Comment expliquer la brutalité de la méthode ? A-t-il été heurté par les affronts de ses anciens amis, Danielle Simonnet, Alexis Corbière, Raquel Garrido ? «  Moi, je ne suis pas blessé. Je calcule, j’ai une stratégie. S’il faut que je m’entende avec le diable, je vais bouffer avec lui, d’accord  ? Et c’est moi qui lui cire les sabots. Mon sujet, c’est l’efficacité, les résultats politiques que je veux obtenir  », arguait-il en petit comité mi-juin.

C’est sans compter un front anti-Mélenchon d’une ampleur inédite, y compris au sein même de la gauche. À commencer par Raphaël Glucksmann, porté au pinacle dans les enquêtes d’opinion, qui a fait de la fin du magistère mélenchonien le premier de ses combats : «  Jean-Luc Mélenchon a dominé politiquement et psychologiquement la gauche depuis des années, il ne la domine plus. Une bascule s’est opérée aux européennes  », défendait récemment l’eurodéputé dans Le Figaro. L’attitude du PS lors des négociations du NFP - consistant à ne rien céder - donne du crédit au social-démocrate. Le parti de la rose, dont Jean-Luc Mélenchon ne cesse de moquer les luttes intestines, se montre de surcroît soudé comme rarement il l’a été. «  Mélenchon et ses amis ont du mal à accepter que nous sommes la première force à gauche, que nous comptons beaucoup plus d’élus qu’eux, mais ça va finir par rentrer  », nargue une huile socialiste. Tandis que le député François Ruffin, qui dispose lui aussi d’une très bonne cote dans l’électorat de gauche, trace sa route en solitaire depuis qu’il a divorcé avec fracas du mélenchonisme.

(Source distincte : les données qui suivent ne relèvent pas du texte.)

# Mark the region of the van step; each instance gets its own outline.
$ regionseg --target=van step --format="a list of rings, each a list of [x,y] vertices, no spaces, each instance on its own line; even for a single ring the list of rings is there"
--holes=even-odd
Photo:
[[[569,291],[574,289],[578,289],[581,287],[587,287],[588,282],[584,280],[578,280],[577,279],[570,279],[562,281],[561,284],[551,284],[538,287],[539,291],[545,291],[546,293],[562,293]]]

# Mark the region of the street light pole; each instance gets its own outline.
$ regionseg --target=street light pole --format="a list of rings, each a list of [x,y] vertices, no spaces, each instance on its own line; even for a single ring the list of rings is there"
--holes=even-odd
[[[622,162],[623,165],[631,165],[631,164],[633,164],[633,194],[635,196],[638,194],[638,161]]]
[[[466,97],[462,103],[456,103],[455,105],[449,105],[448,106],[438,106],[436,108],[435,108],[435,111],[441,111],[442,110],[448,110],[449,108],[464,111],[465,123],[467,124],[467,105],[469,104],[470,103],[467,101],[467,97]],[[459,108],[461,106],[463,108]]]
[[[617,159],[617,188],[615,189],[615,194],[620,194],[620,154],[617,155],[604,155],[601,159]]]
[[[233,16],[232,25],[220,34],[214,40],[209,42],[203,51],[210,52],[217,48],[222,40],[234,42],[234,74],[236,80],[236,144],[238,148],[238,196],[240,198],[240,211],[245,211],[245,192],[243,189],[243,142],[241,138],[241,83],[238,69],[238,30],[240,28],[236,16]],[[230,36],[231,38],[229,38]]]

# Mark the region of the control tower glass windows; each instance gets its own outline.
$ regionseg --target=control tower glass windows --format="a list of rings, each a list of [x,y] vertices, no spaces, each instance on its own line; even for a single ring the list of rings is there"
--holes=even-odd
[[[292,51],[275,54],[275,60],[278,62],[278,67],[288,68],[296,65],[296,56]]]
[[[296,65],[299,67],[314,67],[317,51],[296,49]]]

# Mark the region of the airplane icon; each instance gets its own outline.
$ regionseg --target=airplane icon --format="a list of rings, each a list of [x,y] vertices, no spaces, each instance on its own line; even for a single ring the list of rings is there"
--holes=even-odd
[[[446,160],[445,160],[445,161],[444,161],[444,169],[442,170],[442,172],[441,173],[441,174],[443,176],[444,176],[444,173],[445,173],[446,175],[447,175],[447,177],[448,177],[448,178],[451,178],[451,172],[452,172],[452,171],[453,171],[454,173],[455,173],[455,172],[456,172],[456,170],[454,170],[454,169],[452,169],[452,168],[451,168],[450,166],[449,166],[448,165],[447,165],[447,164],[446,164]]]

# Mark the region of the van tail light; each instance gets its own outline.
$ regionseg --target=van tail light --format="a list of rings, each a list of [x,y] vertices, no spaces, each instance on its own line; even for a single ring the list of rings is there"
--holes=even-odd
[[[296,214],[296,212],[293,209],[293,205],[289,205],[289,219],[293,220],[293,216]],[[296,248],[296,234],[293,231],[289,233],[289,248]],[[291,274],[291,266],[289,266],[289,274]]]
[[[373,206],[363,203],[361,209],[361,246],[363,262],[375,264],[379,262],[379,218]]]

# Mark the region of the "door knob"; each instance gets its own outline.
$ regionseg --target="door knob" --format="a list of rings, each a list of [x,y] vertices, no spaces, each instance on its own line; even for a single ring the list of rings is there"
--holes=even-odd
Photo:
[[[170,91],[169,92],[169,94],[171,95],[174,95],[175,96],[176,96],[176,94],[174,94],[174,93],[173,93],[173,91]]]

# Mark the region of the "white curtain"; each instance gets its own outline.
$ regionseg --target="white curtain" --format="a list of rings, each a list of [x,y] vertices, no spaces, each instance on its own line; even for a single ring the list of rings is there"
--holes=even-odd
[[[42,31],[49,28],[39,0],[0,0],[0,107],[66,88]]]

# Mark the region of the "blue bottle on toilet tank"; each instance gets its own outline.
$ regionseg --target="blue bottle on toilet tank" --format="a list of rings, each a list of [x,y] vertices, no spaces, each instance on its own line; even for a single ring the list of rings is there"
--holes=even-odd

Plus menaçant encore, Jean-Luc Mélenchon voit redescendre dans l’arène son rival de toujours, biberonné lui aussi au mitterrandisme, rusé comme un Sioux, François Hollande. L’ancien président rappelle souvent qu’il n’a jamais perdu une seule élection face à l’Insoumis, quand ce dernier s’inquiète, parfois à voix haute, des plans échafaudés par l’indéboulonnable socialiste. Interrogé sur les raisons de son retour, un proche de François Hollande confiait que la volonté de «  régler ses comptes  » au fondateur de LFI n’y était pas étrangère. Conscient du match qui se profile, Jean-Luc Mélenchon ne rate d’ailleurs pas une occasion d’assaillir son adversaire historique lorsqu’il intervient dans les médias ces derniers jours. «  Il le craint bien davantage qu’Olivier Faure (premier secrétaire du PS, NDLR) pour qui il n’a que mépris  », souffle un député Insoumis.

Aplomb brutal
En attendant, dans la tempête, le vieux loup de mer Mélenchon garde le cap et s’en tient à ses plans. Il se prépare au duel avec Marine Le Pen, qui lui apparaît plus que jamais inéluctable. Son audacieux « Faites mieux ! », lâché tel un adieu au soir de la dernière présidentielle, semble loin face à ce qui s’assimile aujourd’hui à un acte de candidature pour 2027. « Le choix final de la France se fera entre moi et Marine Le Pen », a-t-il exposé dimanche au journal italien La Repubblica. Pour vaincre ceux qu’il présente encore comme des « voyous fascistes », l’ancien trotskyste-lambertiste se cramponne à son assurance-vie électorale, son socle d’affidés : jeunes, quartiers populaires, tenants du « gauchisme culturel »… Autant d’électeurs qu’il soigne avec beaucoup d’application, quitte à cliver, déranger, bordéliser. « Il s’agit, en s’appuyant sur un pôle de radicalité autour de 12 %, de construire un bloc contestataire qui permet à un peuple idéalisé de se constituer. Cela donne par ailleurs le socle minimum pour un vote utile à gauche », décrypte Jean-Christophe Cambadélis au sujet de la stratégie « populiste » de LFI.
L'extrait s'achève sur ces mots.